Atoms aren't infinitely small though. Try going back a couple of hundred years and try telling someone that in the future we'll have flying machines that can take us anywhere in the world in short amounts of time. Or try going back only 30 years and try telling someone that today, even children have computers, you can get some that only weigh a couple of kilograms but are still several orders of magnitudes more powerful than theirs and that 4 GB RAM is really cheap.

 

That's not to say I think we'll have the technology soon, within my lifetime or even within a couple of hundred years. For all I know, someone might make an ingenious discovery in a couple of decades that changes life as we know it.

 

The hard limit you're speaking of is the hard limit imposed by current technology and scientific theories. It's really difficult speaking about what we'll have in the future. If we knew that, it wouldn't belong in the future but today.

"Focusing light" is not a current scientific theory -- it's not going anywhere.

 

And yes, while polishing a mirror to 1 angstrom is a "technical limitation", it's almost not going anywhere. 

 

Like I said, it's a practical hard limit, not a theoretical one.

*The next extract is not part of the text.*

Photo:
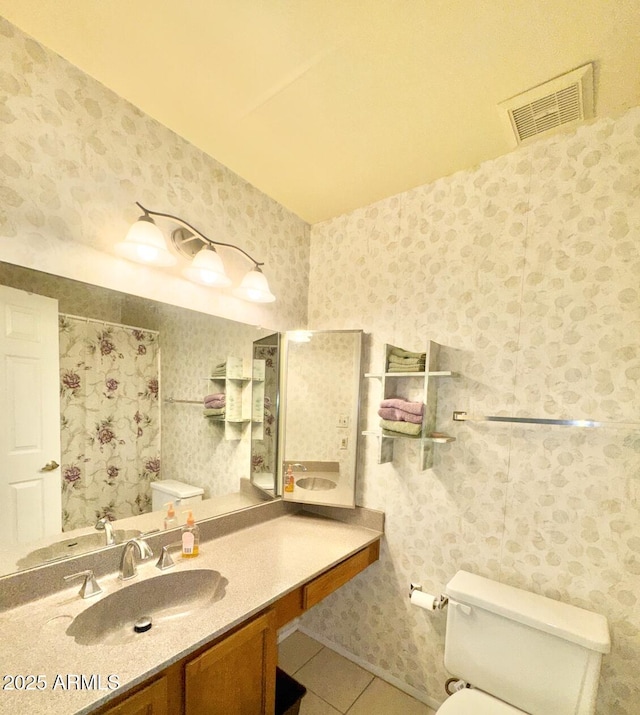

You do realise, that even if we had a device able to produce magnification large enough to see atoms (or more exactly: atomic nuclei), there's still problem of keeping them still within a field of view? This might be less of problem with solids, but air...

Not that any type of microscope powerful enough to view atoms even exists in the first place. The only way that we can actually generate images of atoms is through STMs, whose images aren't actually images of the atoms themselves but computer generated depictions based on data acquired.

 

Given sufficient magnification you would be able to see anything regardless of size. Just because a piece of technology doesn't exist doesn't mean it cannot exist.

 

Yes, of course, and I wasn't stating otherwise. I was just saying that at current we don't posses the the technology.

Actually, there is a practical hard limit -- magnification requires a lens to bring the image into focus, and that lens has to be smooth, or the resulting image will be fuzzy.  And you can't polish a lens to be infinitely smooth -- in fact, it's pratically impossible to focus x-rays at all, which have a wavelength on the order of magnitude of atomic resolution.  In my other life, I did years of graduate training to work around this exact problem -- it's a royal pain in the butt.

I wasn't really agreeing with the fact that you can magnify an infinite amount, but rather that it would be possible to magnify enough to see atoms, eventually. I guess I should have made that clear.

Diameter of nuclei of Uranium is estimated at 1.6 × 10^−15 m. Shortest wavelength human eye can see is in range of 3.8 × 10^-7m. There's no way you can see it in visible light, as the wavelength itself is millions time larger than nucleus itself.

 

[edited]

 

Duh... took wrong end of visible spectrum. Not much difference though.